Bio: Rosanne van der Voet is Assistant Professor in environmental humanities and urban studies at Leiden University. Her research spans across various interdisciplinary strands of the blue humanities, with particular focus on more-than-human experience of environmental issues, creative-critical approaches and applied ecocritical analysis of new nature-based water management projects in urban and industrial environments in the Netherlands. Her first book, Literary Storytelling and the Environmental Crisis of the Oceans: Jellyfish Poetics is forthcoming in the Routledge environmental humanities series.
Andrea Volken, “Mutualistic Narration: A Non-Hierarchical Framework for Writing with the More-than-Human”
Abstract: One of the most urgent concerns in contemporary nature writing is a predicament of narrative. When we write about the more-than-human, we often fall into modes of domination—projecting our own aims, assumptions, and interpretations onto non-human entities. Even when our intention is to resist domination, conventional narrative structures can perpetuate anthropocentric hierarchies, rendering nature inert or passive. Influential writers have highlighted this difficulty: Robin Wall Kimmerer advocates a ‘grammar of animacy’, exposing limitations in English and other Western languages; Robert Macfarlane challenges the common tendency to treat rivers as inanimate in Is a River Alive?; and, in a recent interview, Amitav Ghosh emphasizes restoring non-human voices to our stories as crucial. These interventions illuminate the urgency of the issue but leave open a question of literary theory: how can we understand and produce narratives that present nature as animate, agentive, and non-hierarchical?
I propose mutualistic narration as a conceptual framework to address this question. Drawing from the (often ecological) concept of mutualism, this describes a mode of storytelling in which narrative itself enacts reciprocity rather than domination. It is not limited to narrators or focalization but encompasses the broader structuring of narrative: how perspectives, events, and textual rhythms create space for the more-than-human to act, affect, and co-shape the story.
To operationalize mutualistic narration, I reformulate the features of feminist communication scholars Sonja K. Foss and Cindy L. Griffin’s theory of invitational rhetoric for literary practice. Foss and Griffin define, first, equality, where all participants are considered equal in the dialogue. Second, immanent value, asserting that all living beings have intrinsic worth—an ecocentrist principle, which Foss and Griffin illustrate through the work of ecofeminist author Starhawk. Third, self-determination, grounded in respect for others and recognizing that all beings have agency. I will recalibrate and exemplify these features using existing literature, showing how we can recognize presentations of mutualistic narration and how writers can craft narratives in which the more-than-human is neither appropriated nor silenced, but fully present as participant and co-creator.
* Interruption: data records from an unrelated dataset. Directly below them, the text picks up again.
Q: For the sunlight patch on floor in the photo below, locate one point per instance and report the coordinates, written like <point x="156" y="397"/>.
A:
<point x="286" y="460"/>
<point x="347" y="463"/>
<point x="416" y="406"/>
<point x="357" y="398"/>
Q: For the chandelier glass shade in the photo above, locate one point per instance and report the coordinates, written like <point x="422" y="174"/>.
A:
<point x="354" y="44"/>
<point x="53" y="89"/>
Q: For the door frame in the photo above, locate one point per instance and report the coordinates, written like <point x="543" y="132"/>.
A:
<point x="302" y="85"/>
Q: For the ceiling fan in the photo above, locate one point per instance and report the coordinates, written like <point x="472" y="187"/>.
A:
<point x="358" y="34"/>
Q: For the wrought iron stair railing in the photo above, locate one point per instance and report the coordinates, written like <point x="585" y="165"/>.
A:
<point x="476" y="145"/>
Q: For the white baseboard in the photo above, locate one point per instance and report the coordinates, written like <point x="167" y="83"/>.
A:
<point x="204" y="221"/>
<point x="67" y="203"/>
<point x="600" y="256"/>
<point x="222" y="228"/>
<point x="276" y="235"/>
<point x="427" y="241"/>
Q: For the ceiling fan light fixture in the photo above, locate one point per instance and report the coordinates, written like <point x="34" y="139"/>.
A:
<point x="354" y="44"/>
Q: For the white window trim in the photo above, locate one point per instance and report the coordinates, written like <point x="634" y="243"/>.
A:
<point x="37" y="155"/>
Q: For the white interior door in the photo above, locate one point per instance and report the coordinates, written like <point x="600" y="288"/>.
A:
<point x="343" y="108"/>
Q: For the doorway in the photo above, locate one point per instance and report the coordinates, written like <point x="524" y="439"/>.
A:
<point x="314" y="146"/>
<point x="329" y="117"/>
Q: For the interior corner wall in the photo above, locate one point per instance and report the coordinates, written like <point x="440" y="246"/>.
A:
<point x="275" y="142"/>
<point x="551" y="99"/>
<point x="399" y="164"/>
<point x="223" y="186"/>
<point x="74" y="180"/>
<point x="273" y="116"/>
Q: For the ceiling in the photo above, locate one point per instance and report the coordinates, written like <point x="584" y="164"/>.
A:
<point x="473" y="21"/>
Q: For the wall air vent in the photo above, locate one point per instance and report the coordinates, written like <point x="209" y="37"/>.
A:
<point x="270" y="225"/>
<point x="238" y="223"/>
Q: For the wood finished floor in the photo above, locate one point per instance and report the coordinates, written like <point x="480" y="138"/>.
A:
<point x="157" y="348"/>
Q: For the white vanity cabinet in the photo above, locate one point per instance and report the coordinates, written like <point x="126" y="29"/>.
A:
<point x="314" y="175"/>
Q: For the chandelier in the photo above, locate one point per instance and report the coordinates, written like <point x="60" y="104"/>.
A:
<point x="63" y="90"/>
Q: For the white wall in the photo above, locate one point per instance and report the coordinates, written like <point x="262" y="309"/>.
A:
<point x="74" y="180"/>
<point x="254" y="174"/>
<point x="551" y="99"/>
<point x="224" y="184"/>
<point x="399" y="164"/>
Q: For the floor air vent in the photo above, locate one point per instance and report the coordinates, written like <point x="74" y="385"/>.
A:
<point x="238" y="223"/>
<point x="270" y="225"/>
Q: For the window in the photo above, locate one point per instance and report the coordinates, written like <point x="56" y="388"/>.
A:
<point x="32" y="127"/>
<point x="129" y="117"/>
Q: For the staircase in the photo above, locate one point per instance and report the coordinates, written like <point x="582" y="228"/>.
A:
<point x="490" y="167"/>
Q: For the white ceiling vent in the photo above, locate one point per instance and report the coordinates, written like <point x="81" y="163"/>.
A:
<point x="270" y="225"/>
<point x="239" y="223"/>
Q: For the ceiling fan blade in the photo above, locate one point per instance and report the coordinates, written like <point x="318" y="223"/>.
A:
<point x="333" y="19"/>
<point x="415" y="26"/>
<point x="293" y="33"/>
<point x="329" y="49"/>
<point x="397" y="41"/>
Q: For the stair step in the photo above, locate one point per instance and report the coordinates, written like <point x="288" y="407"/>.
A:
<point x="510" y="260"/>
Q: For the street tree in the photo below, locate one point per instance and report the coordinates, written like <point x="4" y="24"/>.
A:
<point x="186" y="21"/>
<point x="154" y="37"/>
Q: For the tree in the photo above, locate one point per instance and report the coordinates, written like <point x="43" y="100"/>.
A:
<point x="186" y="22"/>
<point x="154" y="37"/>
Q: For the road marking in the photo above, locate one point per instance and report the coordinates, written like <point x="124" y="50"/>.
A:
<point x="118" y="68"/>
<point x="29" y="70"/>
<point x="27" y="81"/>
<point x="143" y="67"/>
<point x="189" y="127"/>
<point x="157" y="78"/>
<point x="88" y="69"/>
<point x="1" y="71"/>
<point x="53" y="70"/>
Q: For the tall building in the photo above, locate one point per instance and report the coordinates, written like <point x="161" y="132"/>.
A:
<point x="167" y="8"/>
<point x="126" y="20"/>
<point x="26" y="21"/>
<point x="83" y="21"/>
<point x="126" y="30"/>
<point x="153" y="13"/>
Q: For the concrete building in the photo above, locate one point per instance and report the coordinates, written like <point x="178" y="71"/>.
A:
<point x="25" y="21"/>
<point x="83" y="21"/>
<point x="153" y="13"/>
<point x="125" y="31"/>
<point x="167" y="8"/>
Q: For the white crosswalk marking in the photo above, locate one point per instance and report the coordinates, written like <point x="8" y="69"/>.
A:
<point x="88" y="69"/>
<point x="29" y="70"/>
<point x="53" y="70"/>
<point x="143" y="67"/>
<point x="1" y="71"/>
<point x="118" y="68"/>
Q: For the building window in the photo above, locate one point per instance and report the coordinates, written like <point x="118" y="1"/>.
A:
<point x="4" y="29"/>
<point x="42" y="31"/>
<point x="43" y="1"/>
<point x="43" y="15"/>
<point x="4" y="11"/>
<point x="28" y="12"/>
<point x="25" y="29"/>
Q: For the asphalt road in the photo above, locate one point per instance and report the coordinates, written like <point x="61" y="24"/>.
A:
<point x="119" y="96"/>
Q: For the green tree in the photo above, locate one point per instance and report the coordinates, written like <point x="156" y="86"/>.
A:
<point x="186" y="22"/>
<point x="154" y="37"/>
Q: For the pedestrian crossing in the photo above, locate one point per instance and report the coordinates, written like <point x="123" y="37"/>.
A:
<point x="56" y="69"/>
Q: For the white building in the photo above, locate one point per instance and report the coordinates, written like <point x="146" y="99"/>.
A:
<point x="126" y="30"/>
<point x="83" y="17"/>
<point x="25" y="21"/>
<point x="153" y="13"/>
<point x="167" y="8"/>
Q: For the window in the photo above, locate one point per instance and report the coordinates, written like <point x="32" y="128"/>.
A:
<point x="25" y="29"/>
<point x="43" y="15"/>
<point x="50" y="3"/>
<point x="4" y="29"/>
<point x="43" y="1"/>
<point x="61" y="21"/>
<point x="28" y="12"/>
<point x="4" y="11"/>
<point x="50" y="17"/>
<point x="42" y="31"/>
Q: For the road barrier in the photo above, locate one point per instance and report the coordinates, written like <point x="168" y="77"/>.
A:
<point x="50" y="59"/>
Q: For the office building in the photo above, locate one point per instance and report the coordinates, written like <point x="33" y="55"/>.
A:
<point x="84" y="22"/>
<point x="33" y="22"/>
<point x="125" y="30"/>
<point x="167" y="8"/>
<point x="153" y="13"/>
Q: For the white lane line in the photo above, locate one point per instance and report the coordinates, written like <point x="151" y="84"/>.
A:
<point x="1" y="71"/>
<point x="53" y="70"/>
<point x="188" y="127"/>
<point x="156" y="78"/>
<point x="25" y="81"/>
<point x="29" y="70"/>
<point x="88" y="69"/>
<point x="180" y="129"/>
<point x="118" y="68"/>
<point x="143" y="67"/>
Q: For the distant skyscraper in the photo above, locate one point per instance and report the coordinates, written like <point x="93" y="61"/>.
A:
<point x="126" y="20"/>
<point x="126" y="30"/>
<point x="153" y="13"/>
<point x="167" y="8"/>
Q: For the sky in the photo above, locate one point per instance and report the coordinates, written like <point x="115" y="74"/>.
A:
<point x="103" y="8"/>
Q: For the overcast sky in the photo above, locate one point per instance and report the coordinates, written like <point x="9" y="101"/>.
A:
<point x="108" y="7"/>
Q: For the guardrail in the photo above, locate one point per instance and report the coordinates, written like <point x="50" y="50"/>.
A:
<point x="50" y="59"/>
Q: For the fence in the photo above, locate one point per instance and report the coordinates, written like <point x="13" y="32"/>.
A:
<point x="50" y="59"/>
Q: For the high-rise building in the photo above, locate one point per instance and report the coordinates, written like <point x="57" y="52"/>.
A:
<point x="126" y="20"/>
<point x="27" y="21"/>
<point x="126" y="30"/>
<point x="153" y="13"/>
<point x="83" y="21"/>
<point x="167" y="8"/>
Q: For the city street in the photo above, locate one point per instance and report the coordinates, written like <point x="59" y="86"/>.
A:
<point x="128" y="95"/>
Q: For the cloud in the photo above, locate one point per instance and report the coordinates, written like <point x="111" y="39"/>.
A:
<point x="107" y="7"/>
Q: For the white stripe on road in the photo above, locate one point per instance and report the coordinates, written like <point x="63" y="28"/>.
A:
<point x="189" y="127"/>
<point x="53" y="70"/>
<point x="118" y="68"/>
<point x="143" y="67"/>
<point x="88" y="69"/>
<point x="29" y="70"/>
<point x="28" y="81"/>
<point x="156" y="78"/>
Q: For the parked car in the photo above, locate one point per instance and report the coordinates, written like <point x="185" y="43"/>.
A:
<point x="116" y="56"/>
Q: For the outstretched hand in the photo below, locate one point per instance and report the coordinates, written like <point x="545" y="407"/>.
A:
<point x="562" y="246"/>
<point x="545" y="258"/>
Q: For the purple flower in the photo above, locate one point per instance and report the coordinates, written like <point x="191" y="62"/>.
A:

Bio: Andrea Volken is an educator, writer, and researcher with an MA in English Literatures (HU-Berlin) and a BA in Creative Writing (Western Washington University). She directed the Berlin University Alliance research team Applying Ecofeminism: A Collective and Interdisciplinary Approach, curating their publication, The Mesh. Her recent work includes a chapter on ecofeminist grief and Paula Modersohn-Becker in Forever Again (Distanz Verlag) and the presentation of her concept of the ecofeminist sublime at the international conference Gender, Nature, and Ecology (Université Paris 8).
Matthias de Groof (University of Antwerp), “The Animals’ Lawsuit against Humanity”
Abstract: The Animals Lawsuit Against Humanity is a 10th-century Islamic tale, part of an encyclopedia written by members of a Sufi order, the Islamic Brethren of Purity or Ikhwan al-Safa, in Basra, Iraq. Our current film adaptation of the story, in collaboration with the Zoönomic Institute (see below), brings this text into the urgent debates on speciesism, and the rights of the more-than-human. In this fable, eloquent representatives of all parts of the Animal Kingdom – from horses to bees – appear before the king of the jinn to complain about the terrible treatment they must endure at the hands of humanity. During the ensuing trial, the non-human animals ingeniously illustrate and argue their case.
The story rejects human self-understanding based on arrogance and pride, which allows man to use, dominate, enslave and destroy other species under the pretense of fulfilling so-called human needs, while denying the rights of other beings. Needless to say, this arrogance has been most forcefully advanced in the West through humanist/naturalist ontologies since modernity and the idealization of the Promethean human.
What is remarkable about the Sufi text is that, unlike fables such as Reynard the Fox or those of La Fontaine, the animals in The Lawsuit… do not metaphorically stand for a particular type of human, but speak as animals (though they rely on human language). Moreover, the text does not create a universalizing amalgam of “the human,” but differentiates between those who are in solidarity with non-human animals and those who oppose solidarity.
In the context of the conference, I address three challenges raised by our film adaptation:
- What forms of storytelling can do justice to the voices of the more-than-human?
- How can we avoid falling into anthropomorphism while simultaneously acknowledging our own inevitable anthropocentrisms?
- How can the film integrate non-human animals into productional, artistic, and narrative decisions—from development to distribution?
A crucial strand here is our collaboration with Zoöp, an organizational model for cooperation between human and non-human life that represents the interests of all zoë. The model incorporates voices and interests of non-human life into decision-making processes. Our film will be the first film as Zoöp.
While the conference will provide critical feedback for the development of the film, this contribution also aims to bring 10th-century perspectives into the debates from film-historical and philosophical viewpoints.
Bio: Matthias De Groof is a Belgian filmmaker and assistant professor in Film Studies and Visual Cultures. He holds MA’s in philosophy (KULeuven), international relations (UCLouvain), and cinema studies (UAntwerp). After his PhD, Matthias has held fellowships at NYU (Fulbright), UWaseda in Tokyo, UAntwerp (FWO), the Helsinki Collegium for Advanced Studies, and the UvA and the Rachel Carson center for Environmental Humanities (MSCA). Beyond academia, he is frequently invited to speak in cultural settings, curate film programs, and write for magazines. As a filmmaker, Matthias’s works—produced by Cobra Films—include Under The White Mask (2020), Palimpsest of the Africa Museum (2019) and Lobi Kuna (2018). His award-winning films have screened internationally, including at the Berlinale and IFFR, and have been curated by outlets like The New York Times’ Op-Docs Channel.